Special/Signature Issues » 30th Anniversary Issue

Before we were Lincoln.


Anticipation builds for Steven Spielberg's "Lincoln" release next month. But residents were especially star-struck in 1983, when Virginia began to actively court the film industry. For seven weeks during that summer, hundreds of Richmonders were extras in a made-for-TV miniseries, "Kennedy," starring Martin Sheen as the president (years before he played another president on "The West Wing") and Blair Brown as Jackie. Actor E.G. Marshall played Joseph Kennedy; John Shea was Bobby Kennedy and Kelsey Grammer played brother-in-law Stephen Smith.

But local celebrities also had parts.
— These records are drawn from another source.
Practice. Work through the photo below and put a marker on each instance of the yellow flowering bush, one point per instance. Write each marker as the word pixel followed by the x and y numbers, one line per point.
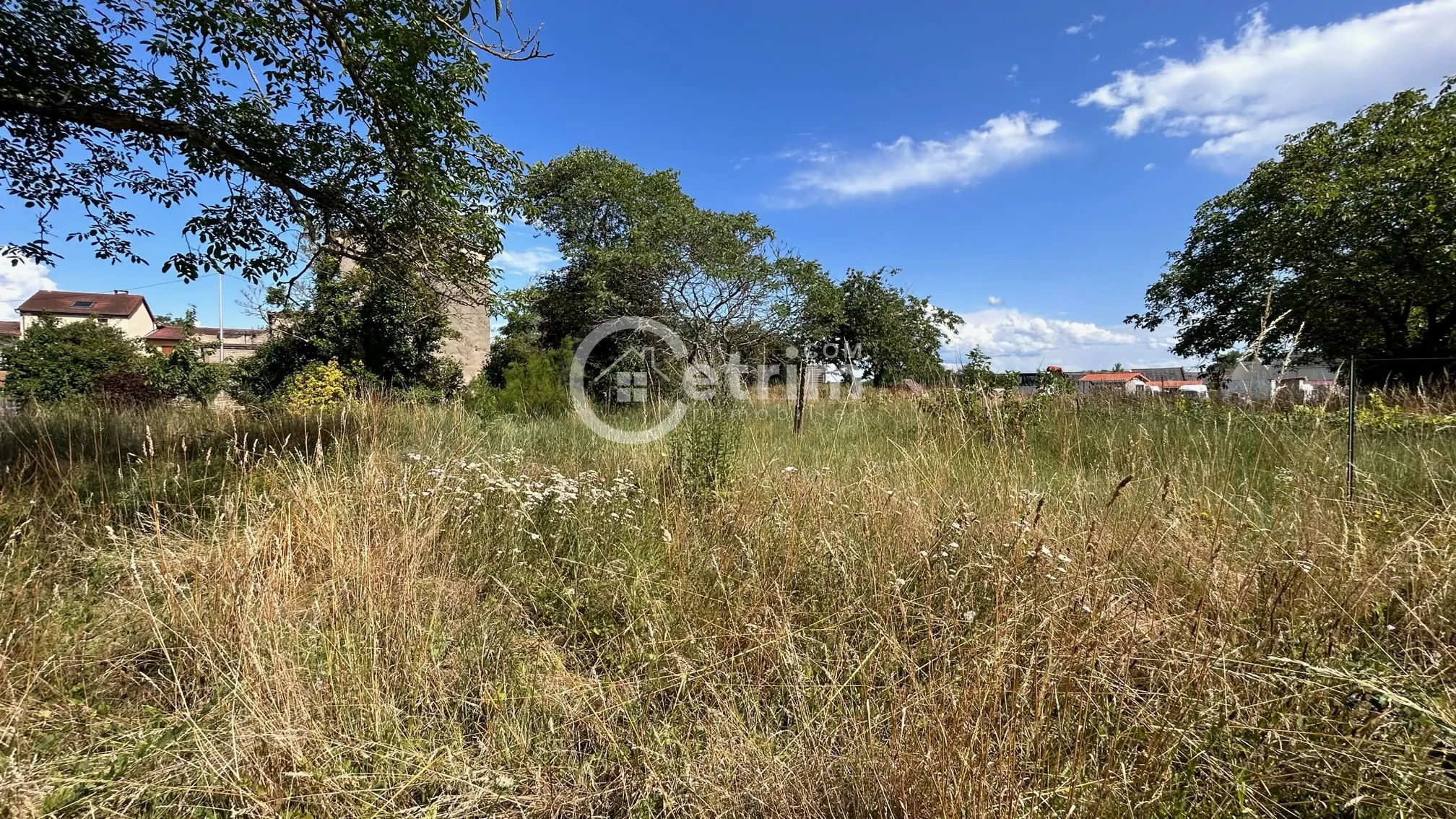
pixel 316 386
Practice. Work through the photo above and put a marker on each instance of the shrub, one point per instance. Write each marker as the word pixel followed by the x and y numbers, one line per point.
pixel 58 362
pixel 534 386
pixel 316 386
pixel 130 388
pixel 703 449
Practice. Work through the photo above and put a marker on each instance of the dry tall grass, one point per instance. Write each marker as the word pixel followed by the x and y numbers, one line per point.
pixel 404 612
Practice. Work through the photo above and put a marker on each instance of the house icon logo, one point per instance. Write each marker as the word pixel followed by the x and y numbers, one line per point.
pixel 629 376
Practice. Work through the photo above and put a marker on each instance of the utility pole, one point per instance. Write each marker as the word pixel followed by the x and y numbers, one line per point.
pixel 798 402
pixel 219 318
pixel 1350 449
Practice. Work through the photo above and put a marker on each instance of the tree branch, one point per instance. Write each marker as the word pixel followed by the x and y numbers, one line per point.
pixel 118 121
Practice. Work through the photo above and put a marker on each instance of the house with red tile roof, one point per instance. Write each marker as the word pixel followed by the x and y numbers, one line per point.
pixel 1127 382
pixel 126 311
pixel 133 316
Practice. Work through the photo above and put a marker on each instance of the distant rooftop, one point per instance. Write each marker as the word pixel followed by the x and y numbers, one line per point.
pixel 73 303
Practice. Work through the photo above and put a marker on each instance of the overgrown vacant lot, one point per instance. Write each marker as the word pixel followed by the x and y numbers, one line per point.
pixel 410 612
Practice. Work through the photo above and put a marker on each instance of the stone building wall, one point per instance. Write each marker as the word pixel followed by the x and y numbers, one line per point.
pixel 474 346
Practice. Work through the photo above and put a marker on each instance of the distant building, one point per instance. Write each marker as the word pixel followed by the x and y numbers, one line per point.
pixel 118 308
pixel 130 313
pixel 1127 382
pixel 239 343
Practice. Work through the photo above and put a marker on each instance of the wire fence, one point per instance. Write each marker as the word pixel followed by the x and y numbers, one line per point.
pixel 1413 396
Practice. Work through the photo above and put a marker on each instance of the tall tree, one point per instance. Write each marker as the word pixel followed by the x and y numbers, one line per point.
pixel 637 245
pixel 337 126
pixel 890 334
pixel 1346 242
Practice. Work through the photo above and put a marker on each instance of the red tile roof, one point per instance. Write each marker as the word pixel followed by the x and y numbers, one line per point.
pixel 69 303
pixel 1117 378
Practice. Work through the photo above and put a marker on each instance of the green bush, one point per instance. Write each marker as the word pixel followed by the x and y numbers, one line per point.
pixel 534 386
pixel 313 388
As Style reported in November 1983 (the publication was monthly at the time) that Pam Reynolds (arts leader), Ann Carneal (floral designer), Dale Mercer (Richmond socialite and the mother of New York socialite Tinsley Mercer Mortimer), George Bryson (Miller & Rhoads department store executive) and gallery owner Bev Reynolds) were among the extras.

Style reported in June 1984 that Mary Tyler Moore had been cast in "Finnegan, Begin Again" which was filmed here later that summer. Robert Preston and Sam Waterston joined the cast. Viewing the film today provides a startling time capsule of how shabby downtown Richmond looked in the early 1980s, especially East Broad Street, the 17th Street Farmers' Market and the yet to be restored Main Street Station.

In November 1987 Style wrote that actor Sam Waterston and his son "created a stir" when they appeared at Sunday morning services at St. Paul's Episcopal Church downtown. He played Abraham Lincoln in the miniseries "Lincoln," based on a Gore Vidal book, which was filming in Richmond. During the Civil War years, it was Confederate President Jefferson Davis who was worshipping at St. Paul's the same day Richmond was evacuated in 1865. Mary Tyler Moore played Mary Todd Lincoln in the televison series with John Houseman and Ruby Dee in other parts. Richmonders were received acting credits included Bev Appleton, Dick Cheatham, Helen Jervey and Tom Width.